Torch Trader: Requirements Specification
1. Introduction
This document outlines the functional and non-functional requirements for the Torch Trader platform, a next-generation trading solution that supports stocks and cryptocurrencies. Torch Trader aims to provide a comprehensive, high-performance, and user-friendly trading environment by leveraging advanced analytics, backtesting, deep learning, and trading bot automation.
2. Functional Requirements
2.1 Data Collection
- Integrate popular APIs for data collection, such as Alpha Vantage, Yahoo Finance, and Binance, to gather stock and crypto market data.
- Store collected data in an organized and efficient format, such as CSV or a database like SQLite or PostgreSQL.
2.2 Technical Analysis and Scripting
- Provide built-in technical analysis indicators using libraries like TA-Lib or Tulipy.
- Allow users to create, edit, and manage custom trading strategies using Python scripts.
- Offer a scripting engine to evaluate and execute user-defined strategies.
2.3 Backtesting
- Develop a backtesting engine that simulates trading with historical data.
- Provide users with customizable backtesting parameters, such as date range, initial capital, and trade frequency.
- Display comprehensive backtesting results, including performance metrics, trade logs, and visualizations.
2.4 Strategy Optimization and Deep Learning
- Implement deep learning models using PyTorch for strategy optimization.
- Support GPU acceleration using CUDA for high-performance model training.
- Apply optimization algorithms, such as grid search or Bayesian optimization, to fine-tune trading strategies.
- Consider reinforcement learning techniques, like Deep Q-Networks (DQN) or Proximal Policy Optimization (PPO), for optimizing strategies.
2.5 Trading Bots and Monitoring
- Develop trading bots capable of executing trades on popular stock and crypto exchanges using their APIs.
- Allow users to create, configure, and manage multiple trading bots.
- Implement a monitoring system to track bot performance, including profit/loss, trade history, and strategy performance.
- Provide real-time alerts and notifications for user-defined events, such as trade execution or strategy changes.
2.6 User Interface
- Design an intuitive and responsive user interface that supports both novice and experienced traders.
- Provide multiple interface options, including a command-line interface, web-based interface using Flask or Django, or desktop application using PyQt or Tkinter.
- Implement user-friendly navigation and organization of platform features and settings.
3. Non-functional Requirements
3.1 Performance
- Ensure low-latency and high-throughput performance for data processing, backtesting, and deep learning tasks.
- Optimize the platform for multi-threading and asynchronous processing using Python's
concurrent.futures
orasyncio
libraries.
3.2 Scalability
- Design the platform to handle increasing amounts of data and user activity as the user base grows.
- Ensure the platform can be easily expanded to support new features, trading instruments, or data sources.
3.3 Security
- Implement industry-standard security measures to protect user data and sensitive information.
- Ensure secure communication with external APIs and services using encryption and authentication protocols.
3.4 Reliability
- Develop a robust and stable platform that minimizes the occurrence of bugs, crashes, or performance issues.
- Implement error handling and logging mechanisms to quickly identify and address issues.
- Implement a version control system, such as Git, to track code changes and facilitate collaboration among developers.
- Utilize a continuous integration and continuous deployment (CI/CD) pipeline to automate testing and deployment processes, ensuring consistent code quality and efficient updates.
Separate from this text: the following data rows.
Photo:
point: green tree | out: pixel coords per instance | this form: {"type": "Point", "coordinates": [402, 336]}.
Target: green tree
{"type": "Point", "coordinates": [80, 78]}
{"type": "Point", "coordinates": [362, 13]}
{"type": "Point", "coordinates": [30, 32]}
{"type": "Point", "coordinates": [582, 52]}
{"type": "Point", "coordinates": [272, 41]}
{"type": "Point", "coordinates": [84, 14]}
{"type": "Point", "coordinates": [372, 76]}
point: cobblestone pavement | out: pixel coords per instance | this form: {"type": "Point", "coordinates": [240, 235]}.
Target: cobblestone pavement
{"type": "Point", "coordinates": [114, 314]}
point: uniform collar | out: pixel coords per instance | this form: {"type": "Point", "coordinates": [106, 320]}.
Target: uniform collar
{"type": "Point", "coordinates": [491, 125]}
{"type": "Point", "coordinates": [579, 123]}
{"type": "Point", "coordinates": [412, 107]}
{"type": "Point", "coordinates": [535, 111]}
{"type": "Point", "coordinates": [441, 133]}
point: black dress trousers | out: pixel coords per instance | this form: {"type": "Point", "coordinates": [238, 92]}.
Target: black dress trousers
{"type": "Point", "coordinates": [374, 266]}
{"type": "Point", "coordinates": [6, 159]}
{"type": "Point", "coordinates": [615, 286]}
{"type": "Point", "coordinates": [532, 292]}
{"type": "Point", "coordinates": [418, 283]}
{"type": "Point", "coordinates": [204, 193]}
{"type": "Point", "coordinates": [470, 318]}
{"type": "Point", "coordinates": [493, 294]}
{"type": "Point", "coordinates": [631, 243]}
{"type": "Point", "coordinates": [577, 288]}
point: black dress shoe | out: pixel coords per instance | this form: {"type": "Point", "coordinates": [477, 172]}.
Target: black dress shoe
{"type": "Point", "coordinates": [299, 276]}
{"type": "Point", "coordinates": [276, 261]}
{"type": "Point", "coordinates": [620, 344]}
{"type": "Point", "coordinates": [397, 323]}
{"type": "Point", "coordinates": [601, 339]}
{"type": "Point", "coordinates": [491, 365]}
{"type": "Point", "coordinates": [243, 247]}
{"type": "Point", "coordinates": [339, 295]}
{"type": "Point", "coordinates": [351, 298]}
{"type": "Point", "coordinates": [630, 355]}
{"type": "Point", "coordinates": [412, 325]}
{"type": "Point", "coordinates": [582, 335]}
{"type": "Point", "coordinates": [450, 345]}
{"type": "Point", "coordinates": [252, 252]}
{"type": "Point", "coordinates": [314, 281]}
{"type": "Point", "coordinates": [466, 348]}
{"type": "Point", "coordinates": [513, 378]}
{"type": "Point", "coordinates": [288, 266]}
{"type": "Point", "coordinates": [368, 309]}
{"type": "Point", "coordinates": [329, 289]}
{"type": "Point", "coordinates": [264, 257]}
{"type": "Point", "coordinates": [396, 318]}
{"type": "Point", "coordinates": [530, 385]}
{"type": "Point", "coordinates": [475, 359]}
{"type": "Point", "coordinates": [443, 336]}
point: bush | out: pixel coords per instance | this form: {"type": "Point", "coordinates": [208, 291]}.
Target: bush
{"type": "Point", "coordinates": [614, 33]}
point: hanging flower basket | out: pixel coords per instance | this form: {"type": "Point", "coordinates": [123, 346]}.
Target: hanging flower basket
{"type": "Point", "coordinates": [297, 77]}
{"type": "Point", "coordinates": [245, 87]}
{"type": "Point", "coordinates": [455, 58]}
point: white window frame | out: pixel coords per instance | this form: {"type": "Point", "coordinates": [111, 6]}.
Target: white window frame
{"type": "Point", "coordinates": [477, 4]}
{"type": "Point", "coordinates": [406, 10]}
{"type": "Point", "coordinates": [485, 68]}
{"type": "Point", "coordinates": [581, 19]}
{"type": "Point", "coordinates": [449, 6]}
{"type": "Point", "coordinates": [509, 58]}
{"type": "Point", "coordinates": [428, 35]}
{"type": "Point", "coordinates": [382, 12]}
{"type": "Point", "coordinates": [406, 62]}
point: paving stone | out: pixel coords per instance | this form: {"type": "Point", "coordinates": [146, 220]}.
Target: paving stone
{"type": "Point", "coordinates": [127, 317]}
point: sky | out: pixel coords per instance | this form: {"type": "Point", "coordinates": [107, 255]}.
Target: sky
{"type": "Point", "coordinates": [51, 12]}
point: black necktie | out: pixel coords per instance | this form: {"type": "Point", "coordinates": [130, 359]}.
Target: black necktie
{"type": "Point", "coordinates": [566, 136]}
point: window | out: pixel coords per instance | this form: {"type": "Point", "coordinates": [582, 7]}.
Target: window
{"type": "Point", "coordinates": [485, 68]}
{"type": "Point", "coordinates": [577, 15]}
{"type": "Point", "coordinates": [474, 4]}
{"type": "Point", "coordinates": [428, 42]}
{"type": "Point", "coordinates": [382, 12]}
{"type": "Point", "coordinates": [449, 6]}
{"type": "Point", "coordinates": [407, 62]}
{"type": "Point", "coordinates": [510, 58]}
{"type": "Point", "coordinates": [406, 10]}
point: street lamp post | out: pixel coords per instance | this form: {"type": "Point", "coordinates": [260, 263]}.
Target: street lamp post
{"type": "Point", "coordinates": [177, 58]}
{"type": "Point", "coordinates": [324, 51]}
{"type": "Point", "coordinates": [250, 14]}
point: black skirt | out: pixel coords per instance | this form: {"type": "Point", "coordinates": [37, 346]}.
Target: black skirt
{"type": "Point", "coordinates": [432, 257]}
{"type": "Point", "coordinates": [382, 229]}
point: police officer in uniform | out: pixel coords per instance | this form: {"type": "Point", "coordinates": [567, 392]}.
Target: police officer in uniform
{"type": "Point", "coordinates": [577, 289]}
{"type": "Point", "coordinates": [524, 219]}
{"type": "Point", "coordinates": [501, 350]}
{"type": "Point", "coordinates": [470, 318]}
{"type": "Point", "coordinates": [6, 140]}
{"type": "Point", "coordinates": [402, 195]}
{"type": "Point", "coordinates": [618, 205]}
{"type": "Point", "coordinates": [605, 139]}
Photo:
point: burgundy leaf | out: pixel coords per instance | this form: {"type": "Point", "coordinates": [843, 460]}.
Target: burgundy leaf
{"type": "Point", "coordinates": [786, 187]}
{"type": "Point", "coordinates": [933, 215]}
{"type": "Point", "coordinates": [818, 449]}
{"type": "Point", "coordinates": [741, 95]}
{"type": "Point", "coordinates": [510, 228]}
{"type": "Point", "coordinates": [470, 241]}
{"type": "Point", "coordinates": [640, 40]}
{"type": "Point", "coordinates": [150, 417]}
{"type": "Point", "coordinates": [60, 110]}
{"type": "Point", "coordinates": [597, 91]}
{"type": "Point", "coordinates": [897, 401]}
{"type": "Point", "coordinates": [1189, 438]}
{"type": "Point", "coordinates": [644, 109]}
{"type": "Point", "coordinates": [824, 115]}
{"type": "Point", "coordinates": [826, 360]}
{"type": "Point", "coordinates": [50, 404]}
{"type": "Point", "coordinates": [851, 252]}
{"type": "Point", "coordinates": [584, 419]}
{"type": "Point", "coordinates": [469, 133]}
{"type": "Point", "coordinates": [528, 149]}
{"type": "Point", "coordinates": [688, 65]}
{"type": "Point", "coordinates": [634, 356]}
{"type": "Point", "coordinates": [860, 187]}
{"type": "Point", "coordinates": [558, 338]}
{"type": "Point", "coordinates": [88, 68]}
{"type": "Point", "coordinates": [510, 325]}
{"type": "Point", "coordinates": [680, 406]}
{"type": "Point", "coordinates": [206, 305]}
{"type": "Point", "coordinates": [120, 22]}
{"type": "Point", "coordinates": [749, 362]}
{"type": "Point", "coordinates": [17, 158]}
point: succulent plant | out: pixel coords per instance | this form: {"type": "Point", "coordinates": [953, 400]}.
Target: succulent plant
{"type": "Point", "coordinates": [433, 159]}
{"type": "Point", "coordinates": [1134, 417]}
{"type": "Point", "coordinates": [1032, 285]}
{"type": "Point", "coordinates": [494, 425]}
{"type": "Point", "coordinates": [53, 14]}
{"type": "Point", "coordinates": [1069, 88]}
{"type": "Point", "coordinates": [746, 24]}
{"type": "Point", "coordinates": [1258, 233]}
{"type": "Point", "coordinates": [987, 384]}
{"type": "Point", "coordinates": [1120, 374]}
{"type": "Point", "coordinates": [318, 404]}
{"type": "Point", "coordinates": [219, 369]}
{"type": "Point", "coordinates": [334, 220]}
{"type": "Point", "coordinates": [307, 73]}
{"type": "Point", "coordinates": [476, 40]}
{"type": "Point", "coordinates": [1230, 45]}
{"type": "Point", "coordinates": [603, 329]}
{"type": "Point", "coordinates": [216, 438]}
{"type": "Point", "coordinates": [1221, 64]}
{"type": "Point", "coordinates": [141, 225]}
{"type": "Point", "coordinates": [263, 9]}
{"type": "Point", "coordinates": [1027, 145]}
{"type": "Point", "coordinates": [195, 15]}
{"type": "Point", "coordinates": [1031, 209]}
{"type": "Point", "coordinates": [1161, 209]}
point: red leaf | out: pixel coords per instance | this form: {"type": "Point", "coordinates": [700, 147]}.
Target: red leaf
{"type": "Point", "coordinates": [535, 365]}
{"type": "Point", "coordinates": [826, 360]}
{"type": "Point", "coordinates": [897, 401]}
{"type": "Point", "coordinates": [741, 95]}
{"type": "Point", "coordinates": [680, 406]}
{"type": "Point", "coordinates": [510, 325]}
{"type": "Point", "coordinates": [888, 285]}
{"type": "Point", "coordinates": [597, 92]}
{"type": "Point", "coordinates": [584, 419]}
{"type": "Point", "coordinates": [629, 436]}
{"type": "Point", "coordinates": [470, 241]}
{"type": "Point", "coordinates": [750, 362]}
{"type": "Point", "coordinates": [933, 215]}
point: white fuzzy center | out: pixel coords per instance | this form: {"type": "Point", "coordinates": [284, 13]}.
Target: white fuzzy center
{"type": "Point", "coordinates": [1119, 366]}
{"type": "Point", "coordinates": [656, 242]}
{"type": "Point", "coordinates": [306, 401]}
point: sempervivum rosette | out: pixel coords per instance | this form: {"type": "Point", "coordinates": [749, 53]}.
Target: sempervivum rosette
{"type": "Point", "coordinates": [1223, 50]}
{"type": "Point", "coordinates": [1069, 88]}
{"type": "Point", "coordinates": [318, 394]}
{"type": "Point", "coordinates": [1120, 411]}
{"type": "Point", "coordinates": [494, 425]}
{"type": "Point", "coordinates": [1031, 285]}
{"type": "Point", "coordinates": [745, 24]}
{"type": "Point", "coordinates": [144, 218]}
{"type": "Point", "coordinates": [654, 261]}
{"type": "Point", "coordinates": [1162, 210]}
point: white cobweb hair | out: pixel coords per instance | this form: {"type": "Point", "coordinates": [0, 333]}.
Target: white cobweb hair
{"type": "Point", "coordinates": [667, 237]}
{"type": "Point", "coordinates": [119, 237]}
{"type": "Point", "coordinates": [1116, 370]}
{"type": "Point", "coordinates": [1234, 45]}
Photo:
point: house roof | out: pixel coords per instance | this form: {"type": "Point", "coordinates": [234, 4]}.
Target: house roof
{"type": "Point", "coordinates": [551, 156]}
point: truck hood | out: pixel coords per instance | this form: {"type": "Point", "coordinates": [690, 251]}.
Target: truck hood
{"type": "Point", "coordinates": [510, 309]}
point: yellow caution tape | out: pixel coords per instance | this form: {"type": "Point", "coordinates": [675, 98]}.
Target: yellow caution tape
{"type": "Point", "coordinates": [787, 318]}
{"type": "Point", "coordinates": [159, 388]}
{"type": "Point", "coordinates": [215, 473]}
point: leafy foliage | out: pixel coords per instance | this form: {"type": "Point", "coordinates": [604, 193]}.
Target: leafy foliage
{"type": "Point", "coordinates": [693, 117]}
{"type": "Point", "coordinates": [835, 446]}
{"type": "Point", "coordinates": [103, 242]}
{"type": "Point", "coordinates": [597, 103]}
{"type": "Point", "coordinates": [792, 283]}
- Encourage contributions from the open-source community by maintaining an active and responsive presence on platforms like GitHub or GitLab.
3.6 Usability
- Design the user interface with a focus on user experience, ensuring it is easy to learn, navigate, and use for both novice and experienced traders.
- Provide comprehensive user documentation, including installation guides, tutorials, and examples, to assist users in effectively using the platform.
- Implement responsive and helpful error messages and tooltips to guide users in understanding and resolving issues.
- Offer an accessible and responsive customer support system to address user questions, feedback, and concerns.
4. Constraints and Assumptions
- Constraints:
- The platform must be developed using Python and compatible libraries.
- The platform must support both stock and crypto markets.
- The platform should be compatible with multiple operating systems, including Windows, macOS, and Linux.
- The platform must adhere to any legal or regulatory requirements related to trading and data privacy.
- Assumptions:
- Users will have a basic understanding of trading and financial markets.
- Users will have access to a stable internet connection for data collection and communication with external APIs.
- Users will have the necessary hardware and software resources to run the platform, such as sufficient RAM, storage, and processing power.
5. Conclusion
This requirements specification document serves as a comprehensive guide for the development of the Torch Trader platform, outlining the necessary functional and non-functional requirements to create a powerful, user-friendly, and reliable trading solution. By adhering to these requirements and addressing the constraints and assumptions, the Torch Trader platform will provide traders with an advanced and efficient toolset for navigating the world of stocks and cryptocurrencies.